Author: Amy Driscoll and Manny Garcia
Date Published: 04/27/2001

In Holy Cross Academy, where a nun was murdered last month, video cameras track students as they walk the hallways, study in class, even use the bathrooms – all displayed on a monitor on Father Abbot Gregory Wendt’s desk.

Headmaster Wendt and Father Damian Gibault, founders of the west Kendall school, have been accused by murder suspect Mykhaylo Kofel, 18, of molesting him since he arrived from the Ukraine four years ago for monastic training.

Wendt and Gibault vehemently deny the accusations from Kofel, who is charged with stabbing Sister Michelle Lewis more than 90 times with a kitchen knife and sexually mutilating her with a fireplace poker.

Miami-Dade police detectives and prosecutors have been unable to corroborate Kofel’s claim.

The small private school came into public light on Sunday morning March 25 when Wendt in a calm voice called 911 to report the death. Miami-Dade officers found Sister Michelle’s body, partially nude, in her bedroom.

Some parents, former students and former teachers are now reconsidering the pervasive use of video cameras at Holy Cross Academy, a Byzantine Catholic school known for its discipline, small class sizes and strong academic standards.
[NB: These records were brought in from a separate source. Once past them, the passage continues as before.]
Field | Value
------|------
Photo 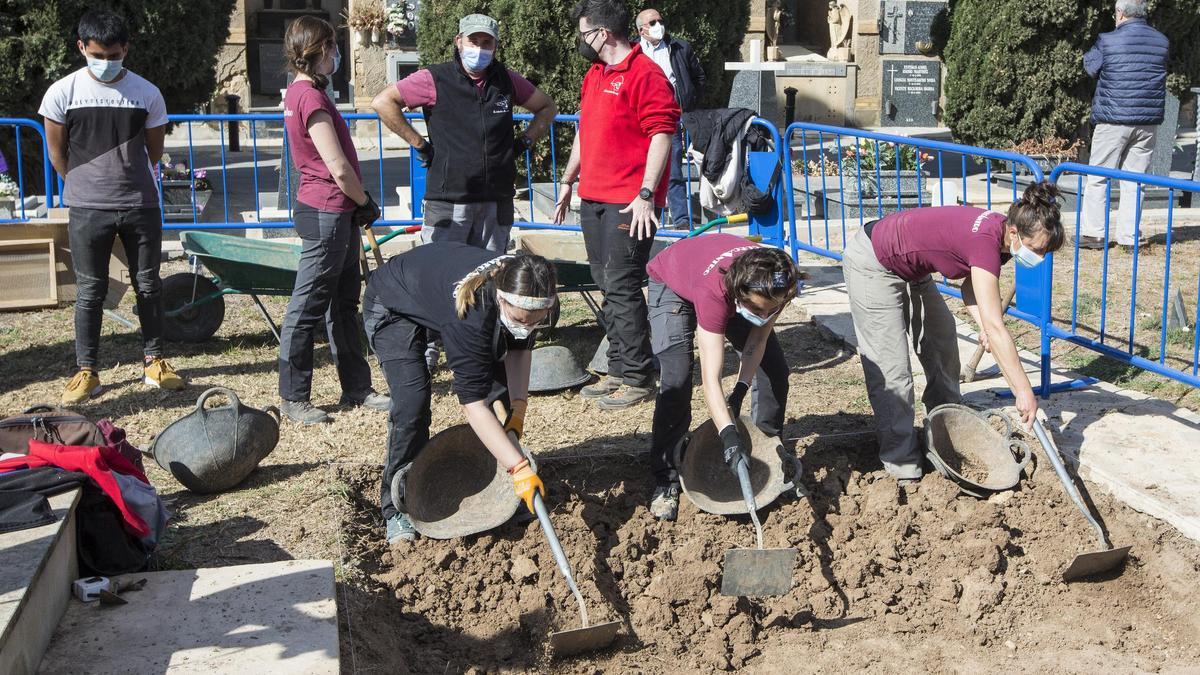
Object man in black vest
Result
[371,14,558,252]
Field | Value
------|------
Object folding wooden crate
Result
[0,239,59,310]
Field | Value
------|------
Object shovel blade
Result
[1062,546,1133,581]
[550,621,620,657]
[721,549,798,598]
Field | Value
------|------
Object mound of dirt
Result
[333,427,1198,671]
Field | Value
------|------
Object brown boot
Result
[596,387,654,410]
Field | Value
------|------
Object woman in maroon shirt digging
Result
[842,183,1063,483]
[280,17,390,424]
Joanna Wragg, a spokeswoman for the school, said there was nothing nefarious about the surveillance. “Most parents send their children to private schools because their main concerns are good academics and security,” she said.

MONITOR AT DESK

Two former teachers, speaking on condition that their names not be used, said Wendt kept a small monitor atop his desk in his private office. A monitor also was placed in the administration office.

“He could look at all the different cameras. Every 10 seconds or so, the picture would switch to another camera, but you could stop and look longer at the picture from a particular camera if you wanted,” said a former teacher, who quit several years ago.
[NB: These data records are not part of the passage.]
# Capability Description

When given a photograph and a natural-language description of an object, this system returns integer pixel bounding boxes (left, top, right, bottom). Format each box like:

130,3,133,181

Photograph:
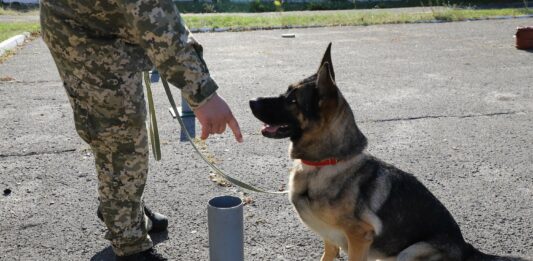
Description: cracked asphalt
0,19,533,260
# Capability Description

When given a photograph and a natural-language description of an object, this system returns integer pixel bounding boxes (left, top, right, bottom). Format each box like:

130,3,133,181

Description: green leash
144,72,288,194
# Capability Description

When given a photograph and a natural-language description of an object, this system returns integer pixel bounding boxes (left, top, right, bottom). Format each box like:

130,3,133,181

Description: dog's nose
250,99,258,111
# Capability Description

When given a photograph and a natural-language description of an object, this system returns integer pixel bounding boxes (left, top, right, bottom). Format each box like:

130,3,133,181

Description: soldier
40,0,242,260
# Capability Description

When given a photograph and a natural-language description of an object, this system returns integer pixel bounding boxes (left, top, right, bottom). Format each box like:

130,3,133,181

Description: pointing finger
228,115,242,142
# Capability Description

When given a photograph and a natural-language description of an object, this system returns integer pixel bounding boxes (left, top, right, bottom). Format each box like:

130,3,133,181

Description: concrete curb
0,32,30,56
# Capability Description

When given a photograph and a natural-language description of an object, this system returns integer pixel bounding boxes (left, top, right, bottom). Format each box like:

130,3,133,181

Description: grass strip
0,22,41,42
184,8,533,29
0,8,533,41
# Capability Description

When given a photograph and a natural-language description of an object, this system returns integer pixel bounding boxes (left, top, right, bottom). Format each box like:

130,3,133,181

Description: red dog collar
301,158,339,167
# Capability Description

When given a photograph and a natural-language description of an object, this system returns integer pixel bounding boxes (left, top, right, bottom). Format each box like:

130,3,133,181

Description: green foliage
0,22,41,42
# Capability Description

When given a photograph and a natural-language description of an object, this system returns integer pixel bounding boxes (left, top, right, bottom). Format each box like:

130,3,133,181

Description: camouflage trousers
41,10,153,255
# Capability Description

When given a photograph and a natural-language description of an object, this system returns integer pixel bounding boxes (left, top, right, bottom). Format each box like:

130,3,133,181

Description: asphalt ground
0,19,533,260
Another former instructor recalled an incident where a video camera caught a student slumping in his chair. The teacher said Wendt’s voice suddenly boomed from the intercom, called the student by name and said: “Sit up straight!”
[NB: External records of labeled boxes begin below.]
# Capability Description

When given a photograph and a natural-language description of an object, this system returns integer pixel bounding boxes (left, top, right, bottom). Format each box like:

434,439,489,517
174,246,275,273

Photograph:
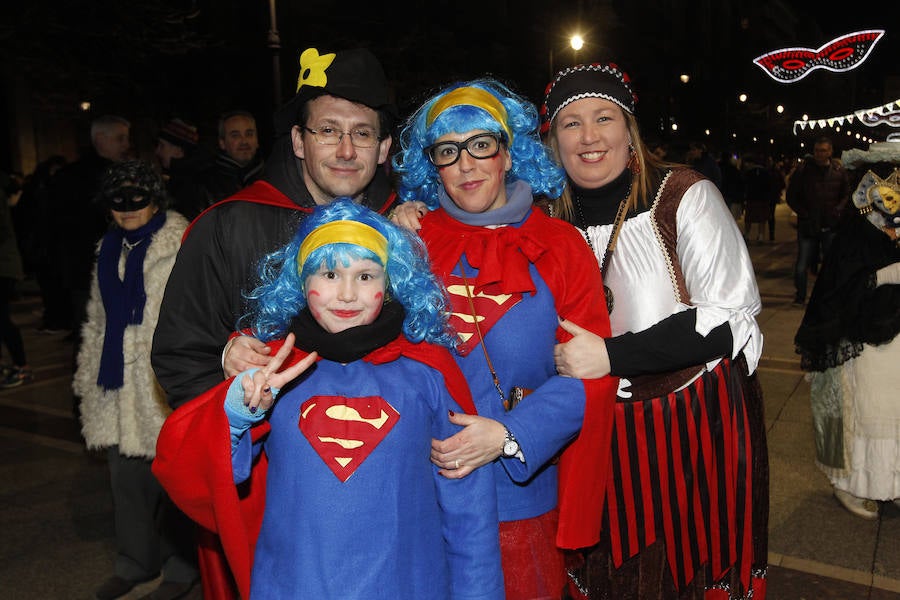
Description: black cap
274,48,397,134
Miami-Dade Police Director Carlos Alvarez, whose son was graduated from Holy Cross several years ago, told The Herald he initially accepted the school’s explanation for the cameras.

“The school said a student or someone had been caught smoking in the bathroom,” he said.

Now he’s wondering if there was another reason for them.

Alvarez said his son told him that the cameras in the boys’ restrooms were trained primarily on the backs of students using urinals. Another former student said cameras in the girls’ restrooms seemed to be trained on areas just outside the toilet stalls.

Danelys Perera, 17, left the school last year, and is now a junior at Killian High.

“The cameras were pretty much everywhere, including in the bathroom,” she said. “There was one stall next to the camera where none of the girls liked to go because you weren’t sure whether the camera could see you when you were going to the bathroom.

`FOR SECURITY’

”My mom liked the cameras for security,” Perera said. ”She said it would keep me safe, but it made me really uncomfortable. People were always watching you.”

Lucy Hernandez, whose oldest son attended the school last year, said, ”I found [the cameras] quite strange. They told us it was for security for the kids, so they could see what was happening, like if the kids were smoking in the bathroom. When they said it, it seemed sensible. But in hindsight it sounds strange.”

SOME IN SUPPORT

But a couple of parents backed the school.

”That’s one of the reasons I wanted my son there,” said Ana Diaz Cordero, mother of a kindergartner at Holy Cross. ”If anything were to happen, it would be recorded.”

One substitute teacher, who quit after one day at Holy Cross, said the cameras made her so uncomfortable she never went back.

”I didn’t find [the school] at all normal. It was too oppressive.”